Government mandates and rising concerns about climate change have increased demand for EVs and for the ultra-light battery material lithium. Albemarle expects its Nevada expansion to help supply the U.S. market.
Already the world’s largest lithium producer, Albemarle plans to invest between $30 million and $50 million to double production at the Nevada site by 2025. The company also produces lithium in Chile and Australia.
This would expand the operation, which produces lithium from brine extracted from the Clayton Valley basin, to 10 kilo tonnes (kt) of lithium carbonate equivalent from 5 kt, BMO Capital Markets analyst Joel Jackson said in a note.
“The motivation would seem clearly to be to bulk up its U.S. operations as lithium and EVs become of more strategic importance this decade, particularly perhaps under the new green-friendly Biden administration,” Jackson said.
Albemarle’s stock rose 4.5% to $183 in morning trading. The stock has more than doubled in the past year.

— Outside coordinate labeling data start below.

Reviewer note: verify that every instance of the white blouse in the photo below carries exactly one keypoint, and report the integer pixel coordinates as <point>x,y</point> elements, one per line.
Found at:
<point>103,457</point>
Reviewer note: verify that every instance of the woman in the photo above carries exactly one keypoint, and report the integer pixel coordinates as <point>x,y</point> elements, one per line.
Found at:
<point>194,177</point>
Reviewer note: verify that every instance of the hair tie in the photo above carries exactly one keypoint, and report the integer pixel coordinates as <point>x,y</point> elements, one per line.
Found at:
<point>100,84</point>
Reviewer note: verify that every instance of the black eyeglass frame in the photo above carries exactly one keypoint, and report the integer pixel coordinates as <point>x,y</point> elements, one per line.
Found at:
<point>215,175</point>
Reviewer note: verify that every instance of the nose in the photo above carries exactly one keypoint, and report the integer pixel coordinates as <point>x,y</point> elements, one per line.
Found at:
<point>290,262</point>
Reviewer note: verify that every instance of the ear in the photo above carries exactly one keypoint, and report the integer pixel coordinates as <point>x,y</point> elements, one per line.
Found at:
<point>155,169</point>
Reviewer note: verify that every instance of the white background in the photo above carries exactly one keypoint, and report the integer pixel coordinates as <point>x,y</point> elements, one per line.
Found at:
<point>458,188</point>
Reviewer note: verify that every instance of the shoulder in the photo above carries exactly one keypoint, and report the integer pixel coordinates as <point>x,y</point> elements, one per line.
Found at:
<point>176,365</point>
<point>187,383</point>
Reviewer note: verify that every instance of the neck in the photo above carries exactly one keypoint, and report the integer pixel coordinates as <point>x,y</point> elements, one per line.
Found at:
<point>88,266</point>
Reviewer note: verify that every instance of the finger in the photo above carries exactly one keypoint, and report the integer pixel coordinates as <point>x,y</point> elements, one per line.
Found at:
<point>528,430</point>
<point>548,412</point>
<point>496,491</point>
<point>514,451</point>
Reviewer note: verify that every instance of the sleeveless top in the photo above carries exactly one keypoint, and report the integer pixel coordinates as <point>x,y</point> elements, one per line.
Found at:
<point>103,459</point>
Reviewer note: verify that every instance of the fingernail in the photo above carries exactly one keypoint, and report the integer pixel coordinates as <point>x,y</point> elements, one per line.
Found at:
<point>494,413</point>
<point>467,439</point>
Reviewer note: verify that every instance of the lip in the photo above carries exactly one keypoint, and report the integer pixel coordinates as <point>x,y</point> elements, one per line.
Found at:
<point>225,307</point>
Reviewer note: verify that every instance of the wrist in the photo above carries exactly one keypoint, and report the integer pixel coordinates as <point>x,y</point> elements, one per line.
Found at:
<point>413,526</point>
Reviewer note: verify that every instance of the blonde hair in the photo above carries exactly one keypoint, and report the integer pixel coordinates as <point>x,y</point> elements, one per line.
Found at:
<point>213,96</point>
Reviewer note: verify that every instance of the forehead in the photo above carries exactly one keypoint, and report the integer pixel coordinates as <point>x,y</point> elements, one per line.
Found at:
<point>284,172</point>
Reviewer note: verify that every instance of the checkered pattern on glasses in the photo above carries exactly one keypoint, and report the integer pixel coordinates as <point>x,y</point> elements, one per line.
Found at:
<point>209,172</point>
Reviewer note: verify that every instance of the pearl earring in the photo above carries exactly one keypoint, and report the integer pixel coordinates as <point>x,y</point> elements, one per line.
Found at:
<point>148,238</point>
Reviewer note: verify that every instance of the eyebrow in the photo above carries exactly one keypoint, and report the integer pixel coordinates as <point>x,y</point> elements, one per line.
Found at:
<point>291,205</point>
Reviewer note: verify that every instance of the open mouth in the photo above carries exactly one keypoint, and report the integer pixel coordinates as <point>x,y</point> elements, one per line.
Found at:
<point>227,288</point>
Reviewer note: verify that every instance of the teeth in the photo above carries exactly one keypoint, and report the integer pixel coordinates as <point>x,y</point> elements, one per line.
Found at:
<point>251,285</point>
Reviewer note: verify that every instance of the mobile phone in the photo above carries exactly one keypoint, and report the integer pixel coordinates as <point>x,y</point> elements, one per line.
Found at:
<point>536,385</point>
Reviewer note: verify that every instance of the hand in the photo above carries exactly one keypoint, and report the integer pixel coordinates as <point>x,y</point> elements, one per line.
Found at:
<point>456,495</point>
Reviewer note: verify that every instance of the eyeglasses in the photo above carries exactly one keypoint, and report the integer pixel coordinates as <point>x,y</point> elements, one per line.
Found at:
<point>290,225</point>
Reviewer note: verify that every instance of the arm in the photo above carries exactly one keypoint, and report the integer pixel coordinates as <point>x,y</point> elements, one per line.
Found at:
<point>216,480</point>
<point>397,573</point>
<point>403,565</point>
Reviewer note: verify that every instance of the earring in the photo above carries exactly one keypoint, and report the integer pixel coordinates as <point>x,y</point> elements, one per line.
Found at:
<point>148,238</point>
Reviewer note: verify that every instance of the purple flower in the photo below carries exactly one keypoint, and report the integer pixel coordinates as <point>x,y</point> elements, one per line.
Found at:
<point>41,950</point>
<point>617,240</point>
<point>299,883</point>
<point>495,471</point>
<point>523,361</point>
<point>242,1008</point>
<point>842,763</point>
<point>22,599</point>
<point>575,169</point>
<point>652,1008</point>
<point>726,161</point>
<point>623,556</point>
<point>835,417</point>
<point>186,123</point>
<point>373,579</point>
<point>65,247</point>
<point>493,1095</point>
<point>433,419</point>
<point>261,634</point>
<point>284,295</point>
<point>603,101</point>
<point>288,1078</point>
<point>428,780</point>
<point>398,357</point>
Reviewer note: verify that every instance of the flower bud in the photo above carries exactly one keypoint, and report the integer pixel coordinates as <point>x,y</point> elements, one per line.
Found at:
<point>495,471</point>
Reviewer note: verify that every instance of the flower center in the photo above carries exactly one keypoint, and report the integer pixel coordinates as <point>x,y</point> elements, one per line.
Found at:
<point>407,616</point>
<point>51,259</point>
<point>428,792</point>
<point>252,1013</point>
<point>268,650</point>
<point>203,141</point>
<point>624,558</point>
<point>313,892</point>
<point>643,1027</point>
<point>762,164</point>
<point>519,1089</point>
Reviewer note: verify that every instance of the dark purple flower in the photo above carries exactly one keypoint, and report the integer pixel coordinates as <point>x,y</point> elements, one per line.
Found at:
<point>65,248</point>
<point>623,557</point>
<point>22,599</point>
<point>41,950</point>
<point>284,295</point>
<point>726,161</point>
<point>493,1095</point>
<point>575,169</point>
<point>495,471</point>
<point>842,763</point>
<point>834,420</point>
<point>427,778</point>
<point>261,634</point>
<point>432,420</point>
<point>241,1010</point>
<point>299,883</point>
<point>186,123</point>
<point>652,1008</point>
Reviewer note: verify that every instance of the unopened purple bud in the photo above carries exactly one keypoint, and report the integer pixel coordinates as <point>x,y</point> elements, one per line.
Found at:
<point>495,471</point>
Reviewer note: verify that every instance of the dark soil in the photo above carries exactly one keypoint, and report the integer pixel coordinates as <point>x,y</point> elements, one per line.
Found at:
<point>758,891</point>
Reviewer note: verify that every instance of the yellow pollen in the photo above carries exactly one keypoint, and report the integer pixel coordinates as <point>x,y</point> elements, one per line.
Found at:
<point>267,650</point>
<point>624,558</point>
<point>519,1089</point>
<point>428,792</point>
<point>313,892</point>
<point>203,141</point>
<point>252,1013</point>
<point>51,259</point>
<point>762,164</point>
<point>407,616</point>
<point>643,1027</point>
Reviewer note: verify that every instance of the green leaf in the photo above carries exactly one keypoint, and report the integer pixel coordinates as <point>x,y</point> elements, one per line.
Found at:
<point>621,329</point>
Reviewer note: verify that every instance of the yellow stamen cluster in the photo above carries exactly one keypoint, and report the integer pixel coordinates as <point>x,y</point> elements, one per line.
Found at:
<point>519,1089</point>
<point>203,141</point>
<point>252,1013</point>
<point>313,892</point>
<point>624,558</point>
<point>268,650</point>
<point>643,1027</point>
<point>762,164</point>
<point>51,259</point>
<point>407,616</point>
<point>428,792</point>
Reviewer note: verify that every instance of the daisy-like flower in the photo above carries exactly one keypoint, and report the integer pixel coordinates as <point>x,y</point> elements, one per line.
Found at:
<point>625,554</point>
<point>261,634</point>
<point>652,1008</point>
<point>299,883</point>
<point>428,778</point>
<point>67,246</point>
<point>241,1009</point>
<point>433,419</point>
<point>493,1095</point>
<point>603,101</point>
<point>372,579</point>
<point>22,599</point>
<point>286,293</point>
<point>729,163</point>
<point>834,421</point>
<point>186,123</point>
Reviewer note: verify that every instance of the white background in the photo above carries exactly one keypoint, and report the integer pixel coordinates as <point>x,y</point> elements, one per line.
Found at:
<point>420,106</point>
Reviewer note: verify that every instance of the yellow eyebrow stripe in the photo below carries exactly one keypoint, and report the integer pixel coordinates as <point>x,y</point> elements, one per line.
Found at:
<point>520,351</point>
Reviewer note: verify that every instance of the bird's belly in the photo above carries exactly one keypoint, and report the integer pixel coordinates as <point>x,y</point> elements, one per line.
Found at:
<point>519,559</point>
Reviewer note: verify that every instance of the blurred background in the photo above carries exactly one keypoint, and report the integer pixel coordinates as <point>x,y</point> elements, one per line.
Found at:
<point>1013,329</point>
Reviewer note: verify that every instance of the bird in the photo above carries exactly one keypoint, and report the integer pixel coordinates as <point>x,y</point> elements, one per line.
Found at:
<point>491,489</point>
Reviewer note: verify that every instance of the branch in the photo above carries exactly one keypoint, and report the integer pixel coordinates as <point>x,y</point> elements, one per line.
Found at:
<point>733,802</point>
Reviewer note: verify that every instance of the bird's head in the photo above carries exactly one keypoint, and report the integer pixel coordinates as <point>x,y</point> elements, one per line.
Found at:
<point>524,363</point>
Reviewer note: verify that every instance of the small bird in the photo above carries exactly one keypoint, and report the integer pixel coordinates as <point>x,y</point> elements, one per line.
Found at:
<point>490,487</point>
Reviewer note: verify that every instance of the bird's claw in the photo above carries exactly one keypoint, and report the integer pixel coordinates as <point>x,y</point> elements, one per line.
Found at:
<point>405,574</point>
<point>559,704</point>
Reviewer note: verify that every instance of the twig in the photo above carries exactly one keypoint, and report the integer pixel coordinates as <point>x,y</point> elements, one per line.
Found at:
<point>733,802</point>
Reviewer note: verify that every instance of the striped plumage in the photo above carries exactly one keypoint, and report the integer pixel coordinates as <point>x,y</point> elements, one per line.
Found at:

The company is the only U.S. lithium producer, although Standard Lithium Ltd, Piedmont Lithium Ltd, ioneer Ltd and others are working to bring projects online.
President-elect Joe Biden has promised to make tackling climate change one of the pillars of his incoming administration, a plan that includes rapid promotion of EV technologies.
Charlotte, North Carolina-based Albemarle said it will also begin a program to evaluate clays and other available Nevada resources for commercial production of the metal.
Lithium Americas Corp is developing a lithium clay project in Nevada, roughly 350 miles (563 km) north of Albemarle’s operations. Tesla Inc has said it wants to produce lithium from clay.